Como nadie se presentaba a las reuniones de apoderados, yo mismo escribía una comunicación inventando una excusa por la ausencia y firmaba con el nombre de cualquier tío. Era el único cabro guacho que nadie visitaba o iban a buscar al internado los fines de semana. Las pasé como la cresta. Pero gracias a Dios tenía esa personalidad que me hacía salir de las burlas y me hacía popular entre los mismos cabros que se reían de mí. Era fuerte y me sabía defender solo contra el que se me presentara, pero también podía hacer reír a todos con las hueás que se me ocurrían.
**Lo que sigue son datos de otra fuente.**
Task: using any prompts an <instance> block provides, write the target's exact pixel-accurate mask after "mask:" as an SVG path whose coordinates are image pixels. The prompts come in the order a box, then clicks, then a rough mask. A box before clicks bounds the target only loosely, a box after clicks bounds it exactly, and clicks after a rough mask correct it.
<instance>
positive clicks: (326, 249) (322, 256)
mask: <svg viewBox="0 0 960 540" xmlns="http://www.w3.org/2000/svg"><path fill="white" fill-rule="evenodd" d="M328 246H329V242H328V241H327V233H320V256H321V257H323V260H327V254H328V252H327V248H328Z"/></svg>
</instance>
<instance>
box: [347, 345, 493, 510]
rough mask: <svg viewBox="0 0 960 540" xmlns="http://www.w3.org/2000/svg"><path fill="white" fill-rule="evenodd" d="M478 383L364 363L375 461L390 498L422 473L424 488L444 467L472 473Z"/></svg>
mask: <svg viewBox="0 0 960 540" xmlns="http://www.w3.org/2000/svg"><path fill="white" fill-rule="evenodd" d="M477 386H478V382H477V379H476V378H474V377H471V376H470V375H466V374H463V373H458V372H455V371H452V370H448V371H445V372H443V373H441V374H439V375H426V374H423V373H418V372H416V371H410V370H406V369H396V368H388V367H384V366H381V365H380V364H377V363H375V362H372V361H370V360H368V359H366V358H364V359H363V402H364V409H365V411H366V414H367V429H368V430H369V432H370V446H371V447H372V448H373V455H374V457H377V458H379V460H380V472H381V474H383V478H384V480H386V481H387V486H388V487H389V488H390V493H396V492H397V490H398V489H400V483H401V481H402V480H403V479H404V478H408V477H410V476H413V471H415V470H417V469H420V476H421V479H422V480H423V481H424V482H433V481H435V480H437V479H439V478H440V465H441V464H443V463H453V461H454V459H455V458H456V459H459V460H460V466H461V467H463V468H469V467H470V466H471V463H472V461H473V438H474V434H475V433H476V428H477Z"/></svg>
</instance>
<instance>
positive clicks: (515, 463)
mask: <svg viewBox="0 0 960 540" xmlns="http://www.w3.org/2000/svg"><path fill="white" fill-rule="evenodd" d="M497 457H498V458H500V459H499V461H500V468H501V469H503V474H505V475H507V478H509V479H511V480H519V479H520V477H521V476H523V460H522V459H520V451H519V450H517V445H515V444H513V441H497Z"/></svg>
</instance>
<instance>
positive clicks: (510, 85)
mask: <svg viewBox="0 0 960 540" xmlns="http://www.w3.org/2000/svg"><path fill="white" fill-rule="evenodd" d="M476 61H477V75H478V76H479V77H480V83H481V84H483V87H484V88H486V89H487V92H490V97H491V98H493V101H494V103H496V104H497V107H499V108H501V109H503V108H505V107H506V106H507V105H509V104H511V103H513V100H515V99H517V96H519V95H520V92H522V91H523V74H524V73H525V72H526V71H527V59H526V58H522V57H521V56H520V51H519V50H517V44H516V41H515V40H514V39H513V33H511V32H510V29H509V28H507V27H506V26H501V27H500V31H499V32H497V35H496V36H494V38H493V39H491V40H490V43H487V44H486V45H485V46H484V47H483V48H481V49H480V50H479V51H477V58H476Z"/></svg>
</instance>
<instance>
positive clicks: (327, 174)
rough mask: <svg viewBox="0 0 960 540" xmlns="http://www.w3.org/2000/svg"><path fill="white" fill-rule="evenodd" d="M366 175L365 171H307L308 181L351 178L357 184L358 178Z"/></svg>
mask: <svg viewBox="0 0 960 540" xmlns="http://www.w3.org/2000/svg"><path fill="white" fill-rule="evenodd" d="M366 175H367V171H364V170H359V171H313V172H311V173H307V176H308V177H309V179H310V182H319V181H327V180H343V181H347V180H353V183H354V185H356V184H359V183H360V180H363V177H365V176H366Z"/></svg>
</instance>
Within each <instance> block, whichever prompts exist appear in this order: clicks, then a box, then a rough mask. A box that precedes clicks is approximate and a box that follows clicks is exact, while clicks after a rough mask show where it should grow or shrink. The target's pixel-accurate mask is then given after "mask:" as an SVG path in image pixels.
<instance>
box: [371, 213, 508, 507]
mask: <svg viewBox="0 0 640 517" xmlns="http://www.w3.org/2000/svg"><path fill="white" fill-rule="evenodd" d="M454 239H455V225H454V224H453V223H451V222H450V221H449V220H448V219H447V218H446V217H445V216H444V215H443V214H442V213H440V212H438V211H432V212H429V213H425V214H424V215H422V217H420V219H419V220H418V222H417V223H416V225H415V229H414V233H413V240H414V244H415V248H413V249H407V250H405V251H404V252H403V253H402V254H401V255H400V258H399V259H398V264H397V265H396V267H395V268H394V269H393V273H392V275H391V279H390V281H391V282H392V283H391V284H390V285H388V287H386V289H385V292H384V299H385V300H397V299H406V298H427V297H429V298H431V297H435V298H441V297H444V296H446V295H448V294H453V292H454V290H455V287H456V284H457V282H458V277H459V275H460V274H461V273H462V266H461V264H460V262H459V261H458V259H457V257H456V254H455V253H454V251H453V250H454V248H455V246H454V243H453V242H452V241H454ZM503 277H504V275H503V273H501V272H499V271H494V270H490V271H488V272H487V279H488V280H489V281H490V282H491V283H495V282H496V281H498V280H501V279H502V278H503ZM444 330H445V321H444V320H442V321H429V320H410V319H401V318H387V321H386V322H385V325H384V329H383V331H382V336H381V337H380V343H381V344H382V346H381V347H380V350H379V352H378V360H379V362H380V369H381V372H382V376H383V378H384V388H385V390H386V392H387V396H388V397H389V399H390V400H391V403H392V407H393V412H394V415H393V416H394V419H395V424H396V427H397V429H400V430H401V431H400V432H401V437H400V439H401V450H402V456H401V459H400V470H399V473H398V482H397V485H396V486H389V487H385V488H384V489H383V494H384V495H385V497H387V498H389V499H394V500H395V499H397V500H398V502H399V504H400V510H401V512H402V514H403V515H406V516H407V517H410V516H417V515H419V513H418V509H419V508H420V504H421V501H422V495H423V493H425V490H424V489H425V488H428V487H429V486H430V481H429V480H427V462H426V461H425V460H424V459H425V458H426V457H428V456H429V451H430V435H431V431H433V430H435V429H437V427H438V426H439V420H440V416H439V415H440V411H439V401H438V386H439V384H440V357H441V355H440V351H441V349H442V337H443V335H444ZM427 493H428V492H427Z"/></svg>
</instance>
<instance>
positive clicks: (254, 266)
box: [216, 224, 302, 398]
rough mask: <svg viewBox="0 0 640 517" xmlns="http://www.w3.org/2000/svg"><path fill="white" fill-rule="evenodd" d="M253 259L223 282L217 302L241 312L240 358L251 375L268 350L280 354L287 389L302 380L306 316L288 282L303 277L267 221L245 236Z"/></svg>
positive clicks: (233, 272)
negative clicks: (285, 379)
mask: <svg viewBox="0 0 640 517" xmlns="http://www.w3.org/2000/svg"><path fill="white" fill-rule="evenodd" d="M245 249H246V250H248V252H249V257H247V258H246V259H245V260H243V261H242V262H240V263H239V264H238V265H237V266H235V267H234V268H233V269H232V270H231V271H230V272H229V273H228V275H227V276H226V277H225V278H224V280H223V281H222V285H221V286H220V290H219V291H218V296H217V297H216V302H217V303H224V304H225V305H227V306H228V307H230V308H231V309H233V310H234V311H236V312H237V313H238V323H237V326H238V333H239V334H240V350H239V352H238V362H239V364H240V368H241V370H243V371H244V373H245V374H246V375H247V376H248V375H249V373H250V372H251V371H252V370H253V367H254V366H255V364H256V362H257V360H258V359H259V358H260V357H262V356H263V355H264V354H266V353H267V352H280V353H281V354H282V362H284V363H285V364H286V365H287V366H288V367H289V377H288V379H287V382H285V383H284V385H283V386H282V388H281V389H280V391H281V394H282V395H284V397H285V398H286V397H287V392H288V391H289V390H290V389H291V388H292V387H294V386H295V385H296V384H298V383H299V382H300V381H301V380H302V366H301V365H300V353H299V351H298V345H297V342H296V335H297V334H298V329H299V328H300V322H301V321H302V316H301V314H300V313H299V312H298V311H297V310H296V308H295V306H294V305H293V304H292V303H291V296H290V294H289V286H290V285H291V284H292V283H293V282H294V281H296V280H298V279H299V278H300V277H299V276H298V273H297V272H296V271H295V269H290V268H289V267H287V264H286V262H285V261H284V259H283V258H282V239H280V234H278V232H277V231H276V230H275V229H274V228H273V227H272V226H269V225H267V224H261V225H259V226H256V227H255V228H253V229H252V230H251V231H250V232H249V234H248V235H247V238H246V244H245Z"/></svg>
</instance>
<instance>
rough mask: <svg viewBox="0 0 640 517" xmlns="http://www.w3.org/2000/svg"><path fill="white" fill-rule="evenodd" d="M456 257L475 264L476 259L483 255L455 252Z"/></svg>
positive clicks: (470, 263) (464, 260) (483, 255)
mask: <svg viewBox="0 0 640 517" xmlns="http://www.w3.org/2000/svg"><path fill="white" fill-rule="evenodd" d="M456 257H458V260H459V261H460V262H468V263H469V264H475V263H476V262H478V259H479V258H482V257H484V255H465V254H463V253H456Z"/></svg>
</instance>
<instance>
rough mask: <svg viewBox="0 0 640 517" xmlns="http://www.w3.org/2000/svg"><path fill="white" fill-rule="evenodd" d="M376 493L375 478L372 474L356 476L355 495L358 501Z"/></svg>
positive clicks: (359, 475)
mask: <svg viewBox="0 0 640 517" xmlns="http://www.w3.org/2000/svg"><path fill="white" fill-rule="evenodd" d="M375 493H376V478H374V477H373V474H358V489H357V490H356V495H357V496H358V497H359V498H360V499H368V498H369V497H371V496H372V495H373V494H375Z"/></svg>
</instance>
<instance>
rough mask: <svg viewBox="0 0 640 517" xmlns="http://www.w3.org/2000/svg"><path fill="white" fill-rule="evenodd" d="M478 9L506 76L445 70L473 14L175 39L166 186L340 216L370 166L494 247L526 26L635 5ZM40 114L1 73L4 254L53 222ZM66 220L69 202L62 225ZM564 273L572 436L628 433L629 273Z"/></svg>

Había aprendido desde cabro chico que, para sobrevivir, tenía que encontrarle lo cómico a la vida. Reírme hasta de mí mismo. Reírme en vez de llorar y también, como un payaso, hacer reír a los que estaban a mi alrededor.
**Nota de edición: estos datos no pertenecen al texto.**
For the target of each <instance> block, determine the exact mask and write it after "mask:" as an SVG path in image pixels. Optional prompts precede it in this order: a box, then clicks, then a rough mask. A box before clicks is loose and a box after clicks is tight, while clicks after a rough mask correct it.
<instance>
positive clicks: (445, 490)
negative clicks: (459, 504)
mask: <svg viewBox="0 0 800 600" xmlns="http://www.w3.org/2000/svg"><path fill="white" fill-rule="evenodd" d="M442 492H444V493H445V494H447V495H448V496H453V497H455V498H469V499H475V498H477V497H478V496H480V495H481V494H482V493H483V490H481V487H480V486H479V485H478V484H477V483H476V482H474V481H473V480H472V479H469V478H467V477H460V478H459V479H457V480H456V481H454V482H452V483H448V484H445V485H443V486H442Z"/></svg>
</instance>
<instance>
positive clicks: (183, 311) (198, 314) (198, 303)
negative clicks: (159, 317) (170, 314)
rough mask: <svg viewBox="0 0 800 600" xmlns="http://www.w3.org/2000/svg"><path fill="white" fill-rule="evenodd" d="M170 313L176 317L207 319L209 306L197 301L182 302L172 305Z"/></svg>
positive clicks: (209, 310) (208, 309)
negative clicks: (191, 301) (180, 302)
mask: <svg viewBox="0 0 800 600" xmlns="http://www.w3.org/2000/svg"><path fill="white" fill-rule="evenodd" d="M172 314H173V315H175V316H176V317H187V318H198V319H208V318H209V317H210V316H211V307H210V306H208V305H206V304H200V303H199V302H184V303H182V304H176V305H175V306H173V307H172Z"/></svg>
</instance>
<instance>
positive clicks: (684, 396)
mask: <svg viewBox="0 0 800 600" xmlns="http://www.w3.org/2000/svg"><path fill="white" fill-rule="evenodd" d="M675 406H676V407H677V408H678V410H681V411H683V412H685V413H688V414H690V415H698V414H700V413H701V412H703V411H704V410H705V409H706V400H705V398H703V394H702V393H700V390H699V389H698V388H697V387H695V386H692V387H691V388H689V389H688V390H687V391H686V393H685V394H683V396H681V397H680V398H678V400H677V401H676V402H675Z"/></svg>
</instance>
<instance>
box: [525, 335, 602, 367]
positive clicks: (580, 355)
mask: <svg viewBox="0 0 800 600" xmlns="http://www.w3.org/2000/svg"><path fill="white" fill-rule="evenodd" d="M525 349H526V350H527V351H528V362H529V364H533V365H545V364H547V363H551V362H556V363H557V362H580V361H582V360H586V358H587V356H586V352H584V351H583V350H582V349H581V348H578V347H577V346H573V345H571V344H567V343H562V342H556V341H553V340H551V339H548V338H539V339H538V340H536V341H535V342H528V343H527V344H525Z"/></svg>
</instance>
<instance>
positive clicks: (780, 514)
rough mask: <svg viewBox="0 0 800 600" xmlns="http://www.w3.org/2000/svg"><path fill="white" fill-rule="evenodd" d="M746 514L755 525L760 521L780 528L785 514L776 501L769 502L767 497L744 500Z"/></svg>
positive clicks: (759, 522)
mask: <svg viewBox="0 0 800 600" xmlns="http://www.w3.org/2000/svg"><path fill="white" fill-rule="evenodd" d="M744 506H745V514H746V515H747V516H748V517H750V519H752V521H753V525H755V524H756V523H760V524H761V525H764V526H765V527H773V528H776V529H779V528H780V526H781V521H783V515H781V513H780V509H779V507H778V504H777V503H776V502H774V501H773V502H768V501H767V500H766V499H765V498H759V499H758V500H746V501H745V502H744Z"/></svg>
De esos años recuerdo cosas dolorosas que me marcaron. Me acuerdo que un día jueves me tomé la micro y me fui del internado al pueblo a ver a mi abuelita, así no más medio arrancadito. Caminé a la casa y, cuando abrí la puerta, vi a mi abuelita en un estado deprimente. Ya no podía hablar muy bien y como pudo me estiró su manito flaquita y me mostró la llave del agua de la cocina diciéndome que tenía sed. Fui y le traje un vasito de agua y se lo tomó con desesperación. Me senté en el suelo, al lado de ella, y poquito a poco me empezó a decir, con las pocas palabras que podía sacar, que tenía hambre, que nadie le había dado nada de comer por días. Sentí como una puñalada en el corazón y le prometí que iba a ir a buscar comida donde pudiera y como pudiera. No tenía ni una chaucha en el bolsillo, así que fui a sacar unas manzanas de un árbol que encontré y volví a la casa a molerle pedacitos de manzana y, como pude, se los di en la boca para calmarle el hambre.

El día que murió mi abuela Bristela yo creí que se me terminaba el mundo y que una parte de mí se iba con ella. Ella falleció el día de Navidad, el 25 de diciembre de 1986, y desde ese año yo nunca he vuelto a celebrar la Pascua.
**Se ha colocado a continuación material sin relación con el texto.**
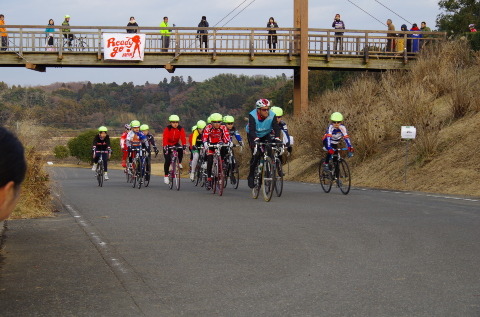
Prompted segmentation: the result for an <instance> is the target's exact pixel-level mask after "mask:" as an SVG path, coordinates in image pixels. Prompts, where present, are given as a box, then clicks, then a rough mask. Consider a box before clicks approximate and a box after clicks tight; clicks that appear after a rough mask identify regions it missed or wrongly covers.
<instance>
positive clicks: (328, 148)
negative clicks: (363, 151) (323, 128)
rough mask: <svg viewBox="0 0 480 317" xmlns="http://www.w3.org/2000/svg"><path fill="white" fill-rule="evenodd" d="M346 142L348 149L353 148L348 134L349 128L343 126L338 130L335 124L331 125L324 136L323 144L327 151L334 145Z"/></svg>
mask: <svg viewBox="0 0 480 317" xmlns="http://www.w3.org/2000/svg"><path fill="white" fill-rule="evenodd" d="M342 139H343V140H345V143H346V144H347V147H352V144H351V143H350V137H349V136H348V133H347V128H345V126H344V125H343V124H341V125H340V126H339V127H338V128H335V127H334V126H333V124H331V125H329V126H328V128H327V131H326V133H325V135H324V136H323V142H324V144H325V147H326V149H327V150H329V149H331V148H332V144H335V145H337V144H338V143H339V142H340V141H341V140H342Z"/></svg>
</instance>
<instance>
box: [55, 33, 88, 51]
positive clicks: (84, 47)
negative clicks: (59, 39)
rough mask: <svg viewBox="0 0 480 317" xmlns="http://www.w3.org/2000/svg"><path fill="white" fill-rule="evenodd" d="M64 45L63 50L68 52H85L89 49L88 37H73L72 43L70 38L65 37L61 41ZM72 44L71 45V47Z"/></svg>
mask: <svg viewBox="0 0 480 317" xmlns="http://www.w3.org/2000/svg"><path fill="white" fill-rule="evenodd" d="M59 42H60V43H62V45H63V50H64V51H65V50H68V51H84V50H85V49H87V37H86V36H85V37H82V36H76V35H73V39H72V40H71V41H70V40H69V39H68V38H65V37H64V36H63V35H62V37H61V39H60V40H59ZM69 44H71V45H69Z"/></svg>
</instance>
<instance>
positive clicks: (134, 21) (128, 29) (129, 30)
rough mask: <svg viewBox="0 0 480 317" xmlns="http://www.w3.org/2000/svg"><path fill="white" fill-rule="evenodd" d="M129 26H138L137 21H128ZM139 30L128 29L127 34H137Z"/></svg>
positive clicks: (131, 19)
mask: <svg viewBox="0 0 480 317" xmlns="http://www.w3.org/2000/svg"><path fill="white" fill-rule="evenodd" d="M127 26H138V24H137V21H135V18H134V17H130V21H128V24H127ZM137 32H138V30H137V29H127V33H137Z"/></svg>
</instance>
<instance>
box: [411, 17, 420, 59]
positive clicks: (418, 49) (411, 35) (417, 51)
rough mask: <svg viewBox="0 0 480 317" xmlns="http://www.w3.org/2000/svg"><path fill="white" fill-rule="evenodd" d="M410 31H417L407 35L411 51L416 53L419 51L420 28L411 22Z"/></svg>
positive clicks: (416, 25)
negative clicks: (408, 40) (409, 34)
mask: <svg viewBox="0 0 480 317" xmlns="http://www.w3.org/2000/svg"><path fill="white" fill-rule="evenodd" d="M410 31H416V32H418V33H415V34H410V35H409V37H410V38H411V40H409V41H410V43H411V44H410V47H411V53H418V52H419V51H420V40H419V39H420V38H421V37H422V34H421V33H420V29H419V28H418V26H417V24H416V23H413V25H412V28H411V29H410Z"/></svg>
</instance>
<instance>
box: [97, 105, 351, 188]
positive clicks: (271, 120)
mask: <svg viewBox="0 0 480 317" xmlns="http://www.w3.org/2000/svg"><path fill="white" fill-rule="evenodd" d="M282 118H283V109H282V108H280V107H271V104H270V101H269V100H268V99H259V100H257V102H256V104H255V109H253V110H252V111H251V112H250V113H249V115H248V124H247V125H246V127H245V128H246V132H247V141H248V145H249V148H250V150H251V154H252V156H251V159H250V170H249V174H248V178H247V179H248V186H249V187H250V188H253V187H254V186H255V184H254V172H255V168H256V166H257V165H258V162H259V160H260V156H261V153H260V151H257V144H258V143H265V142H270V143H277V144H279V145H280V144H282V145H283V146H285V148H286V149H287V151H288V152H289V153H291V152H292V146H293V138H292V137H291V136H290V135H289V133H288V128H287V124H286V123H285V121H283V120H282ZM330 120H331V124H329V126H328V127H327V130H326V132H325V134H324V137H323V146H324V150H326V151H327V154H326V157H325V162H326V164H325V165H324V168H325V169H328V162H329V161H330V158H331V157H332V155H333V154H334V153H335V149H336V148H337V147H338V144H339V142H341V141H342V140H344V141H345V143H346V144H347V147H348V150H349V151H350V152H353V150H354V149H353V146H352V144H351V142H350V138H349V136H348V133H347V129H346V127H345V125H343V115H342V114H341V113H339V112H334V113H332V115H331V117H330ZM168 121H169V125H168V126H167V127H165V129H164V130H163V142H162V147H163V155H164V158H165V163H164V182H165V183H166V184H169V169H170V163H171V155H170V154H171V151H172V148H175V149H176V150H177V153H178V161H179V163H180V164H179V167H180V168H181V169H182V168H183V166H182V161H183V157H184V152H185V151H186V150H187V148H188V149H189V151H190V174H189V177H190V179H191V180H192V181H193V179H194V177H195V174H194V173H195V170H196V167H197V164H198V162H199V161H200V160H199V159H200V157H201V158H202V161H204V162H207V168H206V174H207V178H206V186H207V189H208V188H210V187H211V186H212V165H213V154H214V153H215V146H217V145H224V146H222V147H221V150H220V155H221V158H222V159H223V160H224V159H225V157H226V155H227V153H228V147H233V141H234V139H235V140H236V141H237V143H238V145H239V146H241V147H243V146H244V142H243V139H242V137H241V135H240V134H239V133H238V130H237V129H236V127H235V119H234V117H233V116H230V115H226V116H222V115H221V114H220V113H213V114H211V115H210V116H209V117H208V119H207V121H204V120H199V121H198V122H197V123H196V125H195V126H193V127H192V129H191V134H190V136H189V138H188V139H189V142H188V143H189V144H187V137H186V132H185V129H184V128H183V127H182V126H181V125H180V117H179V116H178V115H175V114H172V115H171V116H170V117H169V118H168ZM107 132H108V130H107V128H106V127H105V126H101V127H99V128H98V135H96V136H95V138H94V140H93V167H92V170H94V171H95V169H96V166H97V163H98V161H99V159H100V157H101V156H102V159H103V164H104V170H105V174H104V175H105V180H108V179H109V178H108V173H107V167H108V159H109V158H110V156H111V153H112V149H111V147H110V138H109V136H108V134H107ZM120 147H121V149H122V151H123V156H122V166H123V167H124V168H125V172H126V173H128V168H127V159H128V162H129V163H131V162H132V159H133V158H134V157H135V155H136V152H137V151H139V150H140V149H144V150H146V152H147V153H148V156H149V157H151V153H152V151H153V152H154V153H155V154H158V153H159V150H158V148H157V145H156V143H155V138H154V136H153V135H152V134H150V132H149V126H148V125H147V124H140V121H138V120H133V121H132V122H130V123H129V124H125V131H124V132H123V134H122V136H121V138H120ZM282 163H283V162H282ZM233 168H234V167H233ZM147 171H148V177H150V171H151V160H148V166H147ZM231 181H232V183H235V182H237V181H238V180H237V179H235V178H234V177H232V178H231Z"/></svg>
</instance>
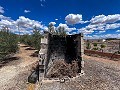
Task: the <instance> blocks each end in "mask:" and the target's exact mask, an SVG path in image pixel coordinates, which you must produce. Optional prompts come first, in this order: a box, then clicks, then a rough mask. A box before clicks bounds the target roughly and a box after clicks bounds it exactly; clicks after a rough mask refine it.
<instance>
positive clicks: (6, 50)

Murió la abuela, dejando a Mario solo y sin nadie que pudiera tomar la responsabilidad de mantenerlo y seguir guiándolo. A los trece años se encontró nuevamente solo, un “guacho”, sin nadie en la familia de su madre que quisiera recogerlo. Pero su destino estaba decidido de antemano por los mayores. Ese mismo día, con un bolso con cuatro trapos y los zapatos rotos, lo llevaron a vivir con los abuelos paternos. La familia de su madre no quería hacerse cargo de un “cabro con problemas” y, como la otra no lo conocía, aceptaron recogerlo sin hacer muchas preguntas. Mario no sabía que la generosa oferta venía con un alto precio: necesitaban un mozo que trabajara gratis en la casa de los abuelos y por eso se lo llevaron.

Desde el día en que llegó a vivir con la nueva familia, Mario se convirtió en el mozo y el sirviente de todos. Desde la madrugada a la noche tenía que limpiar la casa y encargarse del cuidado del jardín y de todo lo que se necesitara en el hogar de los abuelos y tíos. Su abuela paterna lo obligó a dejar los estudios porque no alcanzaba a trabajar en la casa como ella demandaba y era mejor no “perder el tiempo yendo a la escuela y haciendo tareas”. No entendía por qué, si ya había aprendido a leer y a escribir, tenía que seguir estudiando. Mario se dio cuenta de que, en esos años, empezaba a moverse entre dos fuerzas poderosas de la familia, que lo definirían para el resto de su existencia: la abuela materna, quien lo quiso como a un hijo y lo animó a estudiar y a ser mejor en la vida, y la abuela paterna, quien lo humillaba diariamente, lo explotaba y le insistía que era incapaz de estudiar y salir adelante. Esta fue la primera persona en la familia que lo calificó de “loco”. Un ser enfermo, sin ninguna posibilidad de futuro.